As it is said, it is hard to make predictions, especially about the future, so these upper and lower bounds are something like a 50% confidence interval.
This is all based on the assumption that the worst risks are those that we would originally have expected to last for a very long time, and that these risks are also tail risks.
It is possible that agents that irrationally lock in a state that they later disprefer may also not be as good at locking in states robustly, however.
But see generally e.g. Bostrom (2011)
E.g. Bostrom (2013, pp. 101-103)
This estimate would be imperfect because the density of space is not uniform. However, over long enough timescales, it should average out. Another factor this model does not account for is that the state may not end all at once, but rather the AI could devote less resources to it, or the AI could stop expanding. There is also the question of cosmic expansion, which will render distant galaxies unreachable after a certain point in time, although agents could continue to persist within a given spatial bound. See generally Ord (2021).
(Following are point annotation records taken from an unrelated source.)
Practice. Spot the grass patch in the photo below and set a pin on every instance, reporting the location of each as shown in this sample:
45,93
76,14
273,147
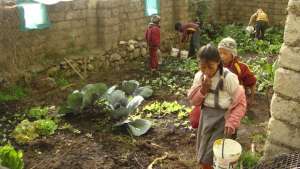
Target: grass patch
249,160
12,93
61,81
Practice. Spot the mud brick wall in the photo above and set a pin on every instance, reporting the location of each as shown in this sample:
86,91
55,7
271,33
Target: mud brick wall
284,126
76,25
125,19
239,11
73,27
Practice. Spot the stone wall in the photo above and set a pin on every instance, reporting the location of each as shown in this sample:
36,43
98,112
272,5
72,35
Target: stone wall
73,28
284,126
239,11
125,19
77,25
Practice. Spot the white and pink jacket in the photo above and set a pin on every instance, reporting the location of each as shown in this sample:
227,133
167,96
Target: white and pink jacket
236,110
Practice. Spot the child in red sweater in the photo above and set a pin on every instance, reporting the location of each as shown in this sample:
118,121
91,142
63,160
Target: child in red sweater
152,37
228,51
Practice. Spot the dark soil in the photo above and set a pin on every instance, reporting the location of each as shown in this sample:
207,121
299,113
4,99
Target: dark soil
97,146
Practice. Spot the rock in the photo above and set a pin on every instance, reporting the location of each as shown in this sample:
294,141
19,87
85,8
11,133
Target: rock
90,67
115,57
130,48
44,83
143,52
122,43
52,71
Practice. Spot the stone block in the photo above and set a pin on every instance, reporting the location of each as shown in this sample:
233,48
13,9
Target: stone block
283,133
76,14
80,4
289,57
285,110
78,24
294,7
292,32
115,12
60,7
63,25
287,83
57,16
92,22
105,13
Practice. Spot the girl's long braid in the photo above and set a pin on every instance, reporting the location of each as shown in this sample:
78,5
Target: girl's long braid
221,70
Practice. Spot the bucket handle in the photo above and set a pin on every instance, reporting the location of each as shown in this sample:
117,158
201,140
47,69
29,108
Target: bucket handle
223,143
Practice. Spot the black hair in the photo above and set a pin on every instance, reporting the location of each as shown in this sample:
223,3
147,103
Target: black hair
178,26
210,53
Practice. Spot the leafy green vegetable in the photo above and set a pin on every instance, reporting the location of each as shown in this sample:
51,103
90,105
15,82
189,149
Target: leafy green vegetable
11,158
25,132
91,92
45,127
166,108
139,127
129,86
38,112
145,92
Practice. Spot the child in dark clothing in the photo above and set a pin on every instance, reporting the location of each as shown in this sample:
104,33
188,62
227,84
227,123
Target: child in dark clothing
152,37
228,51
189,29
260,20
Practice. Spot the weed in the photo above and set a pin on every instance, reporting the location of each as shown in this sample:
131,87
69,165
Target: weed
12,93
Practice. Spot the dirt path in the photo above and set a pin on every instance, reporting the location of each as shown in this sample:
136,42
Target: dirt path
94,146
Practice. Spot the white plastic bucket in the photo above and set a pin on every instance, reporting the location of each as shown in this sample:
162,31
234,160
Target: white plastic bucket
231,154
174,52
184,54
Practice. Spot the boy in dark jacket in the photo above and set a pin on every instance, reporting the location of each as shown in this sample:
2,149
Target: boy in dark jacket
228,51
187,30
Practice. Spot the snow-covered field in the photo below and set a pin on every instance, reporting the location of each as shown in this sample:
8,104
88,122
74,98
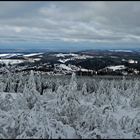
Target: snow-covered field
11,61
35,106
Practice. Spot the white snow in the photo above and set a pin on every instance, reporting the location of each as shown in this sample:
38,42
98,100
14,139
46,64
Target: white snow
32,54
63,66
119,67
132,61
8,55
63,54
11,61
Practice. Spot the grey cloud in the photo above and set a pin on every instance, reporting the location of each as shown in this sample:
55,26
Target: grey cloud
70,21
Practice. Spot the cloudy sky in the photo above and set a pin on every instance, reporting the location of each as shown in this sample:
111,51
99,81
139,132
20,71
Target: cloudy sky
70,25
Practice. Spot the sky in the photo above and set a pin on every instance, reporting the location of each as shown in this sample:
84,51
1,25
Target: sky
69,25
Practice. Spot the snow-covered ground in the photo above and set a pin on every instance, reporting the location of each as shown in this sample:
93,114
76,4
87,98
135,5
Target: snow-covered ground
9,55
11,61
119,67
37,107
32,54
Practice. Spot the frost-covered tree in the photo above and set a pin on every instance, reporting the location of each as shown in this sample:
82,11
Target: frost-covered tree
30,92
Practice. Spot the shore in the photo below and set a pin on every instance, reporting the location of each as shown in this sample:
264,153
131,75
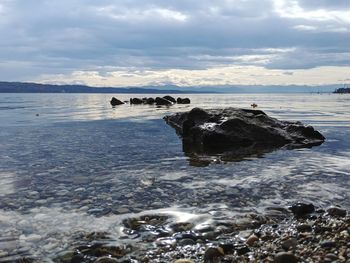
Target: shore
300,233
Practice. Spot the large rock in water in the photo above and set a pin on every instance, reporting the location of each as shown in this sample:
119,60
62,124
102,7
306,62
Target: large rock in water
232,134
114,102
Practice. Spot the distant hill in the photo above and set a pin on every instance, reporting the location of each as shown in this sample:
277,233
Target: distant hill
25,87
345,89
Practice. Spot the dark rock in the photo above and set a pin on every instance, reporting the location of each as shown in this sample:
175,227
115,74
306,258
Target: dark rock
241,250
135,101
162,101
289,244
331,257
106,260
301,209
212,254
183,101
169,98
304,228
150,101
327,244
186,242
114,102
285,257
336,212
238,133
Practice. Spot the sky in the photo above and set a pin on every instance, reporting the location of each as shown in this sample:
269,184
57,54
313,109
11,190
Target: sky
184,42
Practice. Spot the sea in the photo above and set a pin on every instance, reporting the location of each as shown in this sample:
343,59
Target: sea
72,163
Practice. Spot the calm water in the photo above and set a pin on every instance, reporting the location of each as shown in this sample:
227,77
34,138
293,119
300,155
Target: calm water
82,166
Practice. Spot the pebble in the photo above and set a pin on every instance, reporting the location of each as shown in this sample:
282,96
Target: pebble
331,256
186,242
327,244
212,254
106,260
301,209
3,253
290,243
304,228
336,212
121,210
285,257
251,240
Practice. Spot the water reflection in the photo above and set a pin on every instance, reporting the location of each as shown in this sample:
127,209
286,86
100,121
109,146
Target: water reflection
83,166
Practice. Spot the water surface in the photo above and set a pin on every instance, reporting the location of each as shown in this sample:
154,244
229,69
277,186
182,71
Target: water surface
71,162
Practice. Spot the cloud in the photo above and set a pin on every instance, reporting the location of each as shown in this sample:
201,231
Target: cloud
72,36
228,75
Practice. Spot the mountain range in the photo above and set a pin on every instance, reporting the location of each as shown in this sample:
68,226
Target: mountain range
27,87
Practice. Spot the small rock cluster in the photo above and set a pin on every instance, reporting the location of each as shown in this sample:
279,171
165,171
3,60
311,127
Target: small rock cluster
166,100
301,233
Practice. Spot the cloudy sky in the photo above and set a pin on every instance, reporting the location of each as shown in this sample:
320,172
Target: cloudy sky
182,42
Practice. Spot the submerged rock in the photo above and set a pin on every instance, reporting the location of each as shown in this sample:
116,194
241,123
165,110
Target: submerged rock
136,101
169,98
163,101
183,101
114,102
301,209
237,133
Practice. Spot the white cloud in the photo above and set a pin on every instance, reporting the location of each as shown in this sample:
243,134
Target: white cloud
124,41
229,75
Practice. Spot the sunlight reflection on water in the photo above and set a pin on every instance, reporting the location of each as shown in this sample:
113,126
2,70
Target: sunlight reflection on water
82,165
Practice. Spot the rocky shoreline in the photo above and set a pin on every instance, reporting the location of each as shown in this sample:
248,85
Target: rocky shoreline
300,233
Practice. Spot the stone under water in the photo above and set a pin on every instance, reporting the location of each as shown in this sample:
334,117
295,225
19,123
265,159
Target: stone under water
232,134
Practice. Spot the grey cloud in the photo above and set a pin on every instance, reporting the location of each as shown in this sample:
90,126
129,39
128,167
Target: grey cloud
43,37
325,4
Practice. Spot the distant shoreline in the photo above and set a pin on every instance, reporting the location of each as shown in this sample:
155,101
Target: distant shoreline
27,87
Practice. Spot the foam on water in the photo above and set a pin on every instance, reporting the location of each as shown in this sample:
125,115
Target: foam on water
83,166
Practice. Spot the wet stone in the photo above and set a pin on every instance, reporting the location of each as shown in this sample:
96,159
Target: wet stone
327,244
186,242
289,244
301,209
304,228
251,240
183,261
212,254
331,257
336,212
106,260
285,257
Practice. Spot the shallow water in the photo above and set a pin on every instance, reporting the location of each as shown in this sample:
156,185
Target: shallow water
83,166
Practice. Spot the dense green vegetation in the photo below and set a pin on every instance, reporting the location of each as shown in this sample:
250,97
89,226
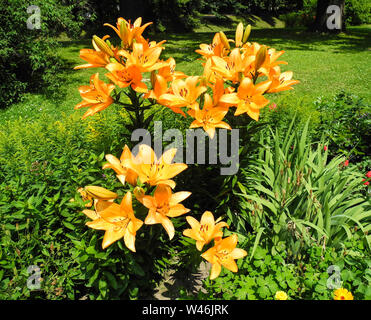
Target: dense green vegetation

A related complication is that cosmological expansion or other changes may mean that locking in a bad state now may be particularly bad due to opportunity costs that may be unlikely to be recouped in the future, (for example, from some moral perspectives, a lock-in that consumes ~all of the time during which new civilizations could have evolved may be worse than one that leaves some time for a new civilization to evolve, in ways that are not proportionate to the sheer amount of time) but I will leave this to future work.
I make no claim as to whether technological maturity or extraterrestrial contact will happen first, but see Cook (2022) for estimates of the latter.
Of course, the fact that it will tend to be successful at maximizing its utility function does not necessarily mean it will tend to maximize its lifespan (suppose the AI is a risk-neutral expected-paperclip maximizer and sees an opportunity to risk its existence with 10% probability but get a 0.1% chance at 10^100 paperclips, which it expects to be 10,000 times larger than the amount it would get by continuing to exist for certain), but we should expect a correlation here due to the whole instrumental convergence thing.
See Dyson (1979): "Supposing that we discover the universe to be naturally closed and doomed to collapse, is it conceivable that by intelligent intervention, converting matter into radiation and causing energy to flow purposefully on a cosmic scale, we could break open a closed universe and change the topology of space-time so that only a part of it would collapse and another part of it would expand forever? I do not know the answer to this question. If it turns out that the universe is closed, we shall still have about 10^10 years to explore the possibility of a technological fix that would burst it open."